There are two men across the aisle from me who are plane nerds, taking photos of the planes on the runway and one of them tells one of the air cabin crew all about this plane, when it was built and other important facts. He’s wearing a Thomas Cook t-shirt, which would be cool and witty if his name was Thomas Cook but somehow I don’t think this is the case.
We touchdown at Manchester airport at 3am Vancouver time, 11am UK time. I head to the toilets beside the baggage carousel and am surprised to see a man coming out one of the cubicles zipping up his jeans. He’s even more surprised to see me and a look of panic fills his eyes as he looks around and sees other women standing at the sink. “Uh, wrong place.” He mumbles on his dash out.
I get my case back and then head through the airport and get a lift up to the walkway which takes me to the train station. The heat hits me as I head through the walkway and it feels strange. This is the first holiday in a long time that I’m arriving home to hot weather. But I’m not home yet...still another 4 hour train journey to get through...

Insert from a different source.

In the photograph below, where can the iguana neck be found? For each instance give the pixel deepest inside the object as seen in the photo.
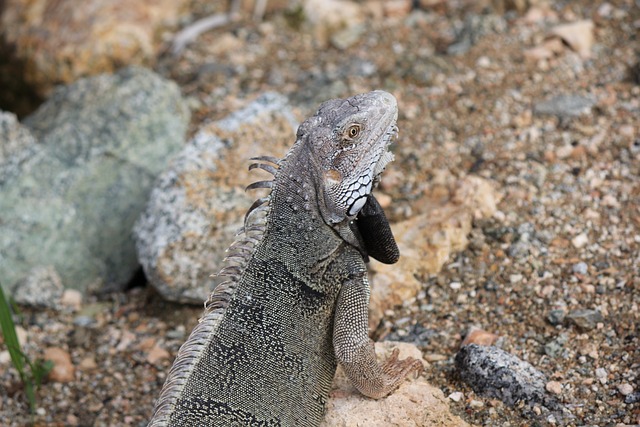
(294, 211)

On the train I have my two seater to myself for most of the way. A French girl gets on for a few stops and she tells me she’s travelling around Britain. When she gets off I lie across the two seats and read my magazine and can hear the drone of a woman at a table near me who has a very irritating accent.
It sounds like a fake Edinburgh accent and she is loud with it. She’s also a fake hippie. She hones in on a pleasant older couple sitting at the seat s in front of me. She is telling anyone who will listen that her name is something ridiculous like Armadillo. This isn’t her real name (which is probably Maggie) – this is her ordained Buddhist name. There is nothing Zen about her loud incessant voice.
She takes a picture of the old couple on her mobile phone and tells them she’s going to upload it on her facebook page. She asks them if they know what facebook is; they don’t really, so she explains it in great detail, enthusing so much about it I begin to wonder if she has shares in it. She screams in delight when she tells them that she has titled the photo ‘my new friends on the train’ and one of her facebook friends has left a comment. Probably along the lines of ‘Who gives a bleep, you annoying fake hippy.’
She makes one sensible comment, something that me and Jane talked about back in Vancouver, that we Brits have the ability to laugh at ourselves, that we have a deprecating sense of humour.
Vancouverites seem much more straight forward in their kind of humour. I can’t really imagine them laughing at themselves much. I made a comment to Jane: “They’re cardboard like their houses.”
It’s not meant to be an insult. Just an observation. I tell ya, if I was in a crisis it would be good to be stuck with a Vancouverite. I can imagine they would stay calm and just carry on.
Right on duuude.
Music on my MP3 player for the trip: Dog Days are Over- Florence and the machine, a mix of Hole, Nirvana, Pearl Jam, Metallica, the New Moon soundtrack, a native Indian Spirits collection (all of that 90s grunge and native Indian stuff being a spookily appropriate Vancouver soundtrack without me even thinking about it), Placebo, Foo Fighters, Smashing Pumpkins, Guns N Roses...and the list goes on.
Scent of Vancouver: Chance by Chanel – Jane’s perfume but I also kept smelling it everywhere!